Happy with my new test scenario, and the output that Tumbler had produced, I proceeded to run Sonar against it. Sonar did not like the result. Most of what it complained about no longer matters. I can turn off the requirement for Javadoc on all methods because my test methods contain the scenario in the code and don’t require it elsewhere. The need for a descriptive string in my assertions can also be turned off as the way the tests are displayed by Tumbler provide a much more natural way of reading the test results. One critical marker stood out though: 0% code coverage.

It took me all of 30 seconds to work out what was going on. Tumbler uses its own JUnit test runner, produces its own reports and isn’t spitting out the files that Sonar is looking for and so there’s nothing for it to report on. This may or may not be something I can fix, although Google is yielding nothing on the subject. This got me to thinking: Do I need to know my coverage? Surely if I’m defining the behaviour of the class, then writing the code for that then I’ve pretty much got 100% coverage since I shouldn’t be writing code that produces behaviour that hasn’t been defined. This is where I got stuck.

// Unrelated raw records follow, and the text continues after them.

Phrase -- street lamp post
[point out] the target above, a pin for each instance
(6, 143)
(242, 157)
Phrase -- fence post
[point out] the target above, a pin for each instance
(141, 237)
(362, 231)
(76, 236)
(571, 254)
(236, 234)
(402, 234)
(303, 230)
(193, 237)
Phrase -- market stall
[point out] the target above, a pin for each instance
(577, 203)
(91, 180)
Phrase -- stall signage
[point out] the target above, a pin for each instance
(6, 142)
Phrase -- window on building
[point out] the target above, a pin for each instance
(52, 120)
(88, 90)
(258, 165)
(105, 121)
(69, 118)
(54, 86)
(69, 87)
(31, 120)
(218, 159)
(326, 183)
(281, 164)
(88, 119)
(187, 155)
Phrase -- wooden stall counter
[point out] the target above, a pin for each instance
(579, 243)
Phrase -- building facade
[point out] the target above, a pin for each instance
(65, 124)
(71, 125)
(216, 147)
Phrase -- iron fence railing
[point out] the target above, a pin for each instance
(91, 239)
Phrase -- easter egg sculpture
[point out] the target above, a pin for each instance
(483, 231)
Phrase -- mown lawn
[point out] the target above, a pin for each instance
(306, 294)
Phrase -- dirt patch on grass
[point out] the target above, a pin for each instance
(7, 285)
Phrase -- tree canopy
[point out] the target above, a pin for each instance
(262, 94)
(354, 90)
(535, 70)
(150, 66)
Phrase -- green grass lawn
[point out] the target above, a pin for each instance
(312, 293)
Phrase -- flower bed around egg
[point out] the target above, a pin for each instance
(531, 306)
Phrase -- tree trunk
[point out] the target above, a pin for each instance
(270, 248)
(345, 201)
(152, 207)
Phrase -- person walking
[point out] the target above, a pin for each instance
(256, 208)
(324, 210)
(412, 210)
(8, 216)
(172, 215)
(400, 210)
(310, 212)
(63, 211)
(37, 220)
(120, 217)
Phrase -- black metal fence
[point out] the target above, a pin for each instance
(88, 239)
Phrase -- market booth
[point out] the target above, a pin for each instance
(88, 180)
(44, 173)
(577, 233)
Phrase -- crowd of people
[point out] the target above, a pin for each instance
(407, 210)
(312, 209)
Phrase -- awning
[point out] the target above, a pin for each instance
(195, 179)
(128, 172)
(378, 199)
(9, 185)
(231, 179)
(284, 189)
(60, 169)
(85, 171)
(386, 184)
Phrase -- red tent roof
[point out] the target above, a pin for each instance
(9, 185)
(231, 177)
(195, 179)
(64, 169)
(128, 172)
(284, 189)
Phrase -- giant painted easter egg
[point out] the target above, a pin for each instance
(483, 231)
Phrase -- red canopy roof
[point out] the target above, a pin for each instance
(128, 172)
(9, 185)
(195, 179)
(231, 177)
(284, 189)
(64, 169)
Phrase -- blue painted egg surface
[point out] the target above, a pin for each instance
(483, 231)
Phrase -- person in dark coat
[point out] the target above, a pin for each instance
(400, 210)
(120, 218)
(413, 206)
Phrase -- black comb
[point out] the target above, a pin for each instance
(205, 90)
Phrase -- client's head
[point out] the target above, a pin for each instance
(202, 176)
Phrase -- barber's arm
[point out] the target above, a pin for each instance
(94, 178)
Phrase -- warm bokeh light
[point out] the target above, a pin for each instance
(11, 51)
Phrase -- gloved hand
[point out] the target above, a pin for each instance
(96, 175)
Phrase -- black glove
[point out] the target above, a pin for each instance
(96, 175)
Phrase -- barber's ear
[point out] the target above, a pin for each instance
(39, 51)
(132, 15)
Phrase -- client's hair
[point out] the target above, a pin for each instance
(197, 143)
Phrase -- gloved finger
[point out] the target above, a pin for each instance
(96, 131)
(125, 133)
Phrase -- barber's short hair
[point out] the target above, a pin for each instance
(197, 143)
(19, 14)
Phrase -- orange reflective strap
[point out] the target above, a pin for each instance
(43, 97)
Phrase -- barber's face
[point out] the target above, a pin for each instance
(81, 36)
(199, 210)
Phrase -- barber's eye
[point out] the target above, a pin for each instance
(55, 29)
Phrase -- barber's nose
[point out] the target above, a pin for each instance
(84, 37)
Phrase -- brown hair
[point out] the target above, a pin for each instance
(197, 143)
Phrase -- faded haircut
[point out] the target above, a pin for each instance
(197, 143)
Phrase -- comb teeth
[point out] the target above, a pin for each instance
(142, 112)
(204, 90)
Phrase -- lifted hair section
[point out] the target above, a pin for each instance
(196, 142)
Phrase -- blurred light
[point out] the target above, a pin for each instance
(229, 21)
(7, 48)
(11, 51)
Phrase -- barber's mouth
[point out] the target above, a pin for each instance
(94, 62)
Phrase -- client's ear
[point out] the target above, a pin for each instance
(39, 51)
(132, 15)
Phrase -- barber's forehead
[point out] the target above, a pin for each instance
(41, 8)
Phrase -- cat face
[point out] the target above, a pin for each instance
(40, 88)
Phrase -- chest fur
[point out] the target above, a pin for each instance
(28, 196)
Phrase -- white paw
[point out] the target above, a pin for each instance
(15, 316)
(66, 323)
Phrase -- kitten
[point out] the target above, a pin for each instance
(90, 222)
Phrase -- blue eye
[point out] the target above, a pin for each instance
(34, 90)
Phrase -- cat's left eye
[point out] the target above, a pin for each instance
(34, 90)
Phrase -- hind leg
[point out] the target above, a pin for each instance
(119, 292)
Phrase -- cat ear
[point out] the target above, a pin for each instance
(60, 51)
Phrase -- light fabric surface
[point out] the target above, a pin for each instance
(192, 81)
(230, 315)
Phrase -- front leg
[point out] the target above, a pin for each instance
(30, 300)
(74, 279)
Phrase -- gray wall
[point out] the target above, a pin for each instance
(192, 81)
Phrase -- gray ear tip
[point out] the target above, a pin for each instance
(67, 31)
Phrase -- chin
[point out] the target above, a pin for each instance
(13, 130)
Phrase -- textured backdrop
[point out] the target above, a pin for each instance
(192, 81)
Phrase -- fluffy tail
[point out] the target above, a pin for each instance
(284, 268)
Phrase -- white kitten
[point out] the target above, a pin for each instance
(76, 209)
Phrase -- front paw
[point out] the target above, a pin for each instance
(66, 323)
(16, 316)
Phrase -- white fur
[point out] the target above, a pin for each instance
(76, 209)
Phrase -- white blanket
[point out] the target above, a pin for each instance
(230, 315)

Liz Keogh, who gave the Sync Conf BDD talk mentioned that BDD didn’t work so well for simple or well understood scenarios. Should I be using TDD here? That way I’d get my test coverage back, but I lose my new way of working. Finally, after much Googling I can across this blog and came to the realisation that I’m coming at this all wrong: there is no spoon. What I think Liz meant was that BDD at the level of the business helping to write the scenarios isn’t useful for well understood scenarios, because they’re well understood and anyone can write them, not that we just give up on BDD and go do something else… or maybe she did, but if I’m understanding Hadi correctly then using TDD instead of BDD is just a semantic shift and I could just as easily use BDD in TDD’s place.

We all know that 100% test coverage means nothing, and that chasing it can end up an exercise in pointlessness. Then there’s the farcical scenario where you have 100% test coverage, all tests running green and software that doesn’t work. So why the panic over not knowing my test coverage? I think it boils down to the Sonar reports let me browse the code, see whats not tested and then think up tests to cover that code. In other words chasing 100% (or 90% or 80%) and writing tests for testings sake. If I’m doing BDD properly then I’ll be thinking up the narratives, determining the scenarios and then writing the code to meet those scenarios. If my code coverage isn’t above 80% (which is a level I consider to be generally acceptable) then I’m doing something wrong as there is code and code paths not covered by scenarios which is, in theory, pointless code.

So how do I solve my Sonar problem? Simple, unhook the alerts on test coverage, remove the test coverage widget and keep my eye out for a plugin for Tumbler reports. In the mean time I can just use the reports generated by Tumbler to keep an eye on my tests and make sure they’re running clean and read up on getting my Maven builds to fail when Tumbler has a failed test.